Listing the Benefits
Article, Law Society Gazette – March 2008
Legal / Corporate / Disputes
Raising external capital will soon become an option for law firms. But if that means floating on the stock market, says James Stanbury, high-volume firms may have the advantage.
The Legal Services Act has paved the way for law firms to raise external funds. Whether this will be in the form of private equity or an IPO remains to be seen. But if a law firm were to be listed on a stock exchange, how would it perform? Would it be a good investment?
Firstly, the appetite for external finance needs to be gauged. A recent survey by Smith & Williamson suggested most of the firms considering this route are medium and small firms rather than the magic circle.
The survey found 22% of the sample expected to raise external capital within the next five years. The timeframe is not surprising as it will be in three years (2011) before the provisions for outside investment actually come into effect. But the differing attitudes go to the root of why a firm would want outside investment. What would the attraction be.
Top-tier firms are not, I consider, so likely to seek the listing route, on the general basis that they feel they are “doing all right, thank you very much.” The opportunity for the injection of financial capital becomes a risk to the exit of human capital – that the one-off bonanza for existing equity partners becomes a barrier to prospective partners and a “brain drain” ensues. Where the asset base (and ultimately the value generation) of an entity is its people, the danger of that risk to its value is obvious.
However, it also becomes an opportunity as investment in a firm can be made available earlier to staff through shareholding schemes. Of course, if a firm were to float, its value would be inherently tied to its provision to retain and attract staff.
The same considerations would apply to any law or professional services firm, whatever its size. However, industry commentary suggests that the external financing route would be most attractive to firms that specialise in a particular high-volume area, such as personal injury or conveyancing work, where investment in IT can drive down processing costs and therefore generate better earnings. A public listing may also assist in profile raising in a very competitive market.
Would such a law firm make an attractive share? It may be argued that a “high-volume” firm would be a steadier performer than one which was not. Such work tends to exist whatever market and general economic conditions prevail. Thus, assuming that costs - such as human resources, IT, marketing and finance – could be adequately controlled or improved, earnings and value would increase. In addition, mergers or acquisitions of similar practices - funded through external capital –would enhance earnings if economies of scale could be exploited.
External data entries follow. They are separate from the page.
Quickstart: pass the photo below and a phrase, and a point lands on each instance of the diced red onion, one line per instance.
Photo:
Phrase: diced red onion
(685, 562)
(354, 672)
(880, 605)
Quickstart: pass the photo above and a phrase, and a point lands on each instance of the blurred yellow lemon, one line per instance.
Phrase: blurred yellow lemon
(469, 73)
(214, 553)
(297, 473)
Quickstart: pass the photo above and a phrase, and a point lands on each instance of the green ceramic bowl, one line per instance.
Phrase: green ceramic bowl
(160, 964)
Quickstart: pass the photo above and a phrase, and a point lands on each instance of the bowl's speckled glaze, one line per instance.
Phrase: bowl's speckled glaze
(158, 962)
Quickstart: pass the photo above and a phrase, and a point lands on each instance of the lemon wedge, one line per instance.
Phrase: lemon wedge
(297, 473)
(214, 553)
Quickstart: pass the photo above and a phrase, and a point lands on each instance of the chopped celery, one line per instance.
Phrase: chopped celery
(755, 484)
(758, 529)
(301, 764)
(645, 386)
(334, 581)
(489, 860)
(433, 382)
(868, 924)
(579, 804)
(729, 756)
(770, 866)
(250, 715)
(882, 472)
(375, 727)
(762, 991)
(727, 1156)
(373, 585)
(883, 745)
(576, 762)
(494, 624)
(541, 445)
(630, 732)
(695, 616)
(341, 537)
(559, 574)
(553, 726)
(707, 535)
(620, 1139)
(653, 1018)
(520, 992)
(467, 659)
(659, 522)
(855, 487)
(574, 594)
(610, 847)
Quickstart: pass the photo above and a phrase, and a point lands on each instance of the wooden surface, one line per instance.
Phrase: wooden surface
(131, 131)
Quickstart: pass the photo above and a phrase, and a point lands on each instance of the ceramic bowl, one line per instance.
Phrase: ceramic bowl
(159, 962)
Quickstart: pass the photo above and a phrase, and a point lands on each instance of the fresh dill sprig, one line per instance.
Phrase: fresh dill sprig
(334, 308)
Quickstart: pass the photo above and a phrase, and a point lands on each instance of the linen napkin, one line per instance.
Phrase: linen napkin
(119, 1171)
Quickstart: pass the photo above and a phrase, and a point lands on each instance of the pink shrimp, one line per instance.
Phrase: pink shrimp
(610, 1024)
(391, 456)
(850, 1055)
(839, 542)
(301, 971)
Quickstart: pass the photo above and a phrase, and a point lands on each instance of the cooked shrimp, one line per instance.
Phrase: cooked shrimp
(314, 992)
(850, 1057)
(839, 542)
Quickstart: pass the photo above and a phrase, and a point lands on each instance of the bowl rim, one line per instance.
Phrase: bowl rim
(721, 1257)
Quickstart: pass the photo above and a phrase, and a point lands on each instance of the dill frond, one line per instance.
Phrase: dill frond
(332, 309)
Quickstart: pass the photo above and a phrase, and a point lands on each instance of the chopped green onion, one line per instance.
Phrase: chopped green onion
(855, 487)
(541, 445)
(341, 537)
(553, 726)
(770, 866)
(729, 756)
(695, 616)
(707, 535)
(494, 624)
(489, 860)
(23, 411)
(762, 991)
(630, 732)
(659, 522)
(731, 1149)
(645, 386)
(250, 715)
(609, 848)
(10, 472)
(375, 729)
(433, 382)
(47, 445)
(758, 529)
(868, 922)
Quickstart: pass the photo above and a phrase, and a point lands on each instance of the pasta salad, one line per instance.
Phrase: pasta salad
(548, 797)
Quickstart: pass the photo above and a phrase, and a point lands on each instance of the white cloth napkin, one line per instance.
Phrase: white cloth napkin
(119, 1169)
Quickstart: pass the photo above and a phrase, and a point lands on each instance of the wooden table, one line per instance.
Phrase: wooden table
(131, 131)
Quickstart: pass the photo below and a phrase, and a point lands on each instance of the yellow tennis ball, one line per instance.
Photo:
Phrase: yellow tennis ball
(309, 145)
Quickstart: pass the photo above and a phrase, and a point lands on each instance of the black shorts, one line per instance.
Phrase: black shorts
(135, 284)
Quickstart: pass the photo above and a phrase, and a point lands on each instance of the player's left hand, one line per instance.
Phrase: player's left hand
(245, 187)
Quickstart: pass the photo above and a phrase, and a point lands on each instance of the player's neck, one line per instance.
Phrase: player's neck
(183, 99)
Market speculators in the UK do have the benefit of the Australian example to assess likely stock market performance. Slater & Gordon (S&G) from Melbourne was the first law firm to debut, in May last year, followed by integrated Legal Holdings from Perth, which listed in August. Both have followed an active acquisition strategy. The graph above shows the share prices of both firms since their listings. Comparison is made with the sector index in which they have been placed (Consumer Discretionary Services). The latter has been resized to provide comparability in trend but not absolute value.
The divergent fortunes of the two firms are clear – both in relative terms and to the sector index. S&G’s stock has risen but levelled off - the rise in August coincided with the acquisition of the Sydney-based practice, McLellands. However, ILH’s price – which did not debut as high - has declined. Despite having the same strategy of acquisition, the share price movements may reflect their relative success in integrating subsequent acquisitions. Pre-flotation, S&G was a long-established business whereas ILH was created from the merger of three Perth practices. Where a volume-driven law firm is concerned - and both firms fit that description - the ability to integrate operations is key as it should provide growth in revenues, synergistic cost reductions and therefore improved earnings.
It is also instructive to look at how another professional services grouping has fared in the UK - the accountants. Three have floated - Tenon, Vantis and Begbies Traynor (in that order). Their share prices since April 2000 are plotted in the graph below and comparison has been made to the AIM index trend with Tenon performing the least well of the three.
As with the Australian law firms, Tenon followed the “consolidator” model – an acquisitive approach which relies on the effective integration of acquired firms and consequent cost benefits. Commentators have pointed to the relative success of Vantis (as an already established firm) in this consolidation process as one of the main reasons for the divergence in share price, citing its successful integration of Numerica in May 2005.
So what lessons can be learned by the lawyer? For those with an appetite for external capital to fund acquisitions, the imperatives are to integrate the businesses properly so the cost savings are realised, earnings grow and your share price follows. If they can, lawyers need to ensure that they float their boat, not sink their ship.
As appeared in Law Society Gazette, March 2008.